The announcement to withdraw officers came during a Knox County Schools Board of Education work session meeting Wednesday afternoon after Mayor Kincannon and Knoxville Police Chief Eve Thomas sent board members a joint memo saying KPD officers would be withdrawn from Knox County Schools on June 12.

Through a statement, Anderson County Sheriff Barker said the decision to remove law enforcement from any school is “beyond comprehension”.

“The safety of our educators and students should never be the scapegoat for the political posturing we witnessed yesterday. We are talking about our most vulnerable members of society and such amazing educators falling prey to politics. Differences of opinions will always exist, but never did I think it would jeopardize the safety of a school system,” Barker said.
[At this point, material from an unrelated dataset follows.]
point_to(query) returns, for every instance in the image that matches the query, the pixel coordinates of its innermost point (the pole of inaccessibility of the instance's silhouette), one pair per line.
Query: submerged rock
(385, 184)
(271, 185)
He continued by saying how fortunate Anderson County is to have leaders “who value the safety of our schools”.

“Additionally, the leaders of the Anderson County Schools, Clinton City Schools, and Oak Ridge City Schools have proven year after year that school safety is their top priority. Are there differences of opinions? I’m sure. But we all share the same vision when it comes to protecting our students and educators,” he continued.

Barker shared how School Resource Officers in Anderson County Schools have grown over the years and provide “better safety for our students and teachers.”

“As a result of this work, our School Resource Officer unit has grown from 9 to 15. Since 2018, the County Commission and the state of Tennessee has awarded funds to us and the schools to add 6 SRO’s which took us to 15. This was made possible because of a shared vision amongst all of us to make our schools safe. I would be remiss to not mention the amazing work the late Joe Forgety did to make our schools safe. He was a fierce champion for protecting everyone in the county,” he said.

The sheriff concluded his statement by expressing his disappointment with Mayor Kincannon’s decision.

“For the sake of those involved, I pray that she changes her mind. For Anderson County, rest assured that the health, safety, and welfare of our students and teachers will always be a top priority. Our office is 100% committed to protecting our schools and will never let politics or opinions get in the way of that,” the statement reads.

Knox County Sheriff Tom Spangler also released a statement late Wednesday, saying he would not pull any of his deputies from Knox County Schools.

“I’m releasing a statement at this late hour in response to the many calls, emails and requests I’ve received this evening in reference to officers being pulled from some Knox County Schools. I took an oath to protect all Knox County Citizens. I will abide by that oath as will our Deputies. We will continue to protect our most vulnerable, which is our children. I am NOT pulling any of our Deputies out of any Knox County School that we are currently in,” Spangler said.

KPD officers would be withdrawn from Knox County Schools on June 12.